Cadeira Vazia: Onde Habita a Tua Verdadeira Liderança?


  Cadeira Vazia: Onde Habita a Tua Verdadeira Liderança

Na vida, passamos tempo demais à procura de algo exterior, sem sequer termos a certeza se é isso que realmente queremos. Nessa busca incessante, algo se perde: a nossa identidade torna-se frágil, porque onde não há liderança interna, o caminho torna-se incerto. Falo com a propriedade de quem caminhou por terrenos carregados de minas e armadilhas. Sei o que é avançar sem uma mão firme que diga: "Estou aqui para ti". Recentemente, num sonho, vi a chave: uma menina e uma adulta invisível. A adulta dava a mão à criança, guiava-a, mas não se deixava ver. Essa menina,  a nossa essência, a nossa história, precisa de alguém que esteja lá de forma presente e visível. E a pergunta que ecoa no silêncio da alma é: "Tenho ocupado a minha verdadeira posição na vida?" O Reino e a Precisão de Cirurgia Eu descobri que o meu reino é lindo. Mas para que ele floresça, não basta olhar; é preciso agir com uma precisão de cirurgia. Uso o que chamo de "cola de rosas purificadas": uma mistura de inteligência, sensibilidade e cura que forma um tesouro inestimável. O meu trabalho, e o que pratico em mim mesma, não é romantizar a dor, mas sim acolher e amar cada parte de mim. Zelar pelo que habita cá dentro. As minhas práticas de sobrevivência e poder são simples, mas sagradas: Verificar o interior com honestidade. Meditar para silenciar o ruído. Nutrir o espírito fazendo o que amo,  como escrever estas letras que agora lês. Ao escrever, eu entrego o que sou. Faço-o para que a vida não me empurre, mas para que eu possa caminhar nela com os meus próprios pés. Quando a adulta se torna visível para a menina, a liderança nasce. E quando a liderança nasce, o silêncio finalmente ganha voz.
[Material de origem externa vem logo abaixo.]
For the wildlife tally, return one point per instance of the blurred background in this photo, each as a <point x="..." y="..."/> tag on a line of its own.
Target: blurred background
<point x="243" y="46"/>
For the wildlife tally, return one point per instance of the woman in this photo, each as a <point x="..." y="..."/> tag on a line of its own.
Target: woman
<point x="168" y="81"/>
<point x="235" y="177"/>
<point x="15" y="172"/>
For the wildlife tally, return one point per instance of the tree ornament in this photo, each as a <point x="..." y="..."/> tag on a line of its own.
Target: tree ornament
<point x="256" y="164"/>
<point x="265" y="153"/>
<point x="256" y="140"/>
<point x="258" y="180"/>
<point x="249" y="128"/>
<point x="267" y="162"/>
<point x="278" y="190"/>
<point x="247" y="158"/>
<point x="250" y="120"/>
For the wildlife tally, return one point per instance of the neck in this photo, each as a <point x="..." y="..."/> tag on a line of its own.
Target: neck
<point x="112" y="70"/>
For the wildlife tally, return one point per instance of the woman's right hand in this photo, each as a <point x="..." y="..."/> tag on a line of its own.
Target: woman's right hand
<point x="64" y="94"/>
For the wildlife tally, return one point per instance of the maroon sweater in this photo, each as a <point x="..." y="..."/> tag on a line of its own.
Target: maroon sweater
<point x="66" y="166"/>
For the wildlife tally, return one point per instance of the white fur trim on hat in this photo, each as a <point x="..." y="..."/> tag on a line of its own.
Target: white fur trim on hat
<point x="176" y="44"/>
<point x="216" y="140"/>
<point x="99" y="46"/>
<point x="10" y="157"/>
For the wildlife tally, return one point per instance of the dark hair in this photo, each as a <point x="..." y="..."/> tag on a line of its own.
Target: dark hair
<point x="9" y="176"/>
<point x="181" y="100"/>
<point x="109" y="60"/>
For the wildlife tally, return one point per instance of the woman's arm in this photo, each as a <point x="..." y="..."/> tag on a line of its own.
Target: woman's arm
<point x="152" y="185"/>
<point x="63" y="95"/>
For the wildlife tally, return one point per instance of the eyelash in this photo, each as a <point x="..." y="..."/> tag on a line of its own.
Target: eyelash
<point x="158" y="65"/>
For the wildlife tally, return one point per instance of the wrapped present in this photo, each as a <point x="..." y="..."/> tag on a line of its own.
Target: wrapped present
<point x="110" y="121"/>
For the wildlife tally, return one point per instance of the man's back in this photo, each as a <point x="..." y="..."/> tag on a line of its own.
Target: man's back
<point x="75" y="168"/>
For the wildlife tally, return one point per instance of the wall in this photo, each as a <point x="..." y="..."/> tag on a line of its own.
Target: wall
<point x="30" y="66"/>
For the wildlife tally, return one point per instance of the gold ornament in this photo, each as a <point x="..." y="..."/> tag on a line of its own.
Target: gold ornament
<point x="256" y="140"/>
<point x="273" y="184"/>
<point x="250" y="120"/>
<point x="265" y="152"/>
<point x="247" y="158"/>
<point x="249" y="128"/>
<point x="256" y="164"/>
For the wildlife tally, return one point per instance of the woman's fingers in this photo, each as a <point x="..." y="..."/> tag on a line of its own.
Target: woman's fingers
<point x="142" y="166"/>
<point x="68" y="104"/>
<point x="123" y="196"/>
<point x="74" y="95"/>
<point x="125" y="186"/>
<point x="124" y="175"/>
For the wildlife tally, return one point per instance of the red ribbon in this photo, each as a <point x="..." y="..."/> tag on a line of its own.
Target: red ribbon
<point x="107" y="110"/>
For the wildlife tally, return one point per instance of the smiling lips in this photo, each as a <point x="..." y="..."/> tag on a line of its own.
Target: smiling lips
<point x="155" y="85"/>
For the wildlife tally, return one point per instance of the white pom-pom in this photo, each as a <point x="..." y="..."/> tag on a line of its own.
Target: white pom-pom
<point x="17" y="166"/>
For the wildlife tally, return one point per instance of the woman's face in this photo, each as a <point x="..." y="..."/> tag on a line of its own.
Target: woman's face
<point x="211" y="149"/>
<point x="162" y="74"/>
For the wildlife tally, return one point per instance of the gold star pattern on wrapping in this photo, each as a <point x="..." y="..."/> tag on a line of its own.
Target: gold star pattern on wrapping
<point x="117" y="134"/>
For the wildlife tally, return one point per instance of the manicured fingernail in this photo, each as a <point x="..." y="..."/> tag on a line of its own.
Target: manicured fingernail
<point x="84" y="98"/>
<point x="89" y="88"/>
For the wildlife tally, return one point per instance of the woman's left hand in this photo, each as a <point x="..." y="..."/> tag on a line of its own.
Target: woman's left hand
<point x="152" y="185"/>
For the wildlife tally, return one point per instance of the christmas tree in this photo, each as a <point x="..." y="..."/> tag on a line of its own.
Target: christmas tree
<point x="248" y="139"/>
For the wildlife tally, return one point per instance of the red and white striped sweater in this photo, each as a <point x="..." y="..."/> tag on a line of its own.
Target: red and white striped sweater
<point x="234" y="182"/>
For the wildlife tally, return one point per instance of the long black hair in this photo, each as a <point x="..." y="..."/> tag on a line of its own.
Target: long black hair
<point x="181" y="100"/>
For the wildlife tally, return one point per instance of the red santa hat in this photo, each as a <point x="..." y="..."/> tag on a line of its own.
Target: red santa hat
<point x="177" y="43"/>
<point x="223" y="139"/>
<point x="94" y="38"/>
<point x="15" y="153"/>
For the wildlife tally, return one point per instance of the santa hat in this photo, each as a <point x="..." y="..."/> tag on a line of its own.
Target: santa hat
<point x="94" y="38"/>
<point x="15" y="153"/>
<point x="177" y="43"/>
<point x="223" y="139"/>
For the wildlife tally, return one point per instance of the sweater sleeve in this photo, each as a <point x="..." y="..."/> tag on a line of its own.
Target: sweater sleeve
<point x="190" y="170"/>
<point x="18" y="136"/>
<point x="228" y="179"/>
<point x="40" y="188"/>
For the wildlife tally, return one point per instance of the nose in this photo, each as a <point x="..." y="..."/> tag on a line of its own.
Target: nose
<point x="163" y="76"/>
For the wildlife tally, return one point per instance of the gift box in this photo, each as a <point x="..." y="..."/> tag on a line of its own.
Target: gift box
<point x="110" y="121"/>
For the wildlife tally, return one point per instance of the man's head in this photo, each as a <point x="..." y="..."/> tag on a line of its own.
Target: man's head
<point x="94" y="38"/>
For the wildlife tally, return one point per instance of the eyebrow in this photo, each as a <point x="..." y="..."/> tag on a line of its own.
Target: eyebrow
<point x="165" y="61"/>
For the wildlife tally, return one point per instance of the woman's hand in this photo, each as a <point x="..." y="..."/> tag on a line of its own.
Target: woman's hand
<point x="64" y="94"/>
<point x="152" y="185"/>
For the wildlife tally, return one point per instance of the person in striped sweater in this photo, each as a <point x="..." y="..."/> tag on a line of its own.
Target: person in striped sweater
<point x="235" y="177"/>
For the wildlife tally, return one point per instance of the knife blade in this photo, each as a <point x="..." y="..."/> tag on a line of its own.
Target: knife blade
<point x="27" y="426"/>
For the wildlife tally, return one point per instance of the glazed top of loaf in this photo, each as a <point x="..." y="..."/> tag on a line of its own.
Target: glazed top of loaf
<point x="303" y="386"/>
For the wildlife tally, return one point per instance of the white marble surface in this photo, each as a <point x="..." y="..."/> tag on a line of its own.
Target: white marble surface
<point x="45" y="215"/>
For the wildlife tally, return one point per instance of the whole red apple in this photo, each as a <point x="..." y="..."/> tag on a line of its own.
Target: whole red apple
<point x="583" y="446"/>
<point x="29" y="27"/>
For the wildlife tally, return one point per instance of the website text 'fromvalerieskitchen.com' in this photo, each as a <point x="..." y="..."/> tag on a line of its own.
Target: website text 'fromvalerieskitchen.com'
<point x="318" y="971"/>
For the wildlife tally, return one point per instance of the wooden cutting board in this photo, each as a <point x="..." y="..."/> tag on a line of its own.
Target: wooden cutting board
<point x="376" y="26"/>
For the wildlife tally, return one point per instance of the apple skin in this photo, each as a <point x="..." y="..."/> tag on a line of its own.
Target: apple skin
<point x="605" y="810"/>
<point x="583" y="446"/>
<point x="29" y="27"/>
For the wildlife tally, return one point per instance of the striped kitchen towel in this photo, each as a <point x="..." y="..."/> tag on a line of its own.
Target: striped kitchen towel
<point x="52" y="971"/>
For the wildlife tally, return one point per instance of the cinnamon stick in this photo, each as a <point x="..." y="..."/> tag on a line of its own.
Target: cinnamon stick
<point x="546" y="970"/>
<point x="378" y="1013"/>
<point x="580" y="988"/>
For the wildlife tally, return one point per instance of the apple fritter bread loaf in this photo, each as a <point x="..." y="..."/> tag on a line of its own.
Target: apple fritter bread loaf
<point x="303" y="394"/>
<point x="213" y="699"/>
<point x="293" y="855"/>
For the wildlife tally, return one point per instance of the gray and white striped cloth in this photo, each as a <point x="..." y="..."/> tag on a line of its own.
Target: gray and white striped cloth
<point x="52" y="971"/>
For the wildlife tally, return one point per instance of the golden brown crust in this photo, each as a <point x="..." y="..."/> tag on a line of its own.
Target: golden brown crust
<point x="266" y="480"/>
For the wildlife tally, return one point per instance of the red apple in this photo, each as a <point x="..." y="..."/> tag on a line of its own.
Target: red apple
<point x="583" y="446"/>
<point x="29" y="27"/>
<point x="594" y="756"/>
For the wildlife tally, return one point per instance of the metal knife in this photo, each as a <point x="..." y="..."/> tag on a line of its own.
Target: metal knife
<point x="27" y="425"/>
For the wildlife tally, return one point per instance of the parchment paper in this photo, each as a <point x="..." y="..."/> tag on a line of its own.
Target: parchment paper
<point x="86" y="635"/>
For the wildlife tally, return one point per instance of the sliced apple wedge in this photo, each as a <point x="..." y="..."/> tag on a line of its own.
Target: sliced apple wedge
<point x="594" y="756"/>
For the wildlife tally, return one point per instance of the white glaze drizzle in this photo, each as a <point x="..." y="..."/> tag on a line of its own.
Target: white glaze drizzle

Pela primeira vez, não quero correr para ocupar cadeiras fora de mim. Quero sentar-me na minha. Olhar a criança nos olhos e dizer, sem pressa: eu estou aqui e não vou desaparecer. Liderar, hoje, é permanecer. É não me abandonar quando o desconforto aparece. É escolher ficar inteira, mesmo quando ainda estou a aprender a sê-lo. E é nesse ficar que a cadeira vazia deixa de existir.